I became familiar with your work through the first Sonatina Comics anthology. Does the proximity to other people’s work in an anthology like that affect the content of your work?

A little bit. I’m actually just starting a piece that’s for an anthology, and I feel like I have a different approach in terms of experimenting. It’s not as high stakes as trying to put out a full book, or even self-publishing something. All I have to do is provide these files, and then it’s out of my hands. I mean, it’s always exciting to know who else is in it, because then you get an idea of the type of comics that will be around. The [anthology] I’m doing right now has a general theme to it, and it’s fun to keep that in mind—to imagine what type of imagery to start with. Usually it’s a much more fluid type of creation. I don’t have a lot to worry about. I just see what happens.

Would you ever consider directly collaborating with someone on a comic? Like having someone else do half of the drawings or writing, or something like that?

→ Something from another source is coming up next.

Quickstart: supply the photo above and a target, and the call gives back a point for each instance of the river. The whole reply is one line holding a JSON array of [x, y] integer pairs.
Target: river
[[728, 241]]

I don’t know if I could handle that. I’m pretty controlling with images, at least. [Collaboration] is not something I could imagine happening, really. I have done a little bit of adapting other people’s work into a comic. That’s something that I find really exciting and cool because you’re working with someone who doesn’t have the same vision of it, or visuals associated with it. Whereas if you’re working with another visual artist, they’ll always have a certain design aesthetic that would be harder to compromise with—or at least I’d be harder to compromise with.

Do you come up with the words after the visuals, or do you think of them together?

It’s pretty different for every story I’ve done. It depends on what I’m trying to do. If I’m trying to do a long story, as it starts to develop I make an actual plan, or else it’s kind of scary to just keep forging ahead. For shorter work, it’s pretty much simultaneously constructed. I see where the visuals start to lead and create narrative and dialogue within that. It’s really open.

Your comics often play with negative space. I was wondering when you started doing that, or if there was any other work that inspired you to do that?

Not that I can think of. I mean, it’s been funny working in comics because I’m not super influenced by them. I was coming from what I was doing as an illustrator, or from fine arts practice. Especially working in pencil and erasing a lot and slowly removing unnecessary elements. I learned that I don’t have to show everything, and that I could use things as symbols for other things. I just gradually reduced the process. I think that After Nothing Comes shows that progression, which is cool. The pages get, like, emptier and emptier throughout the book. [Laughs]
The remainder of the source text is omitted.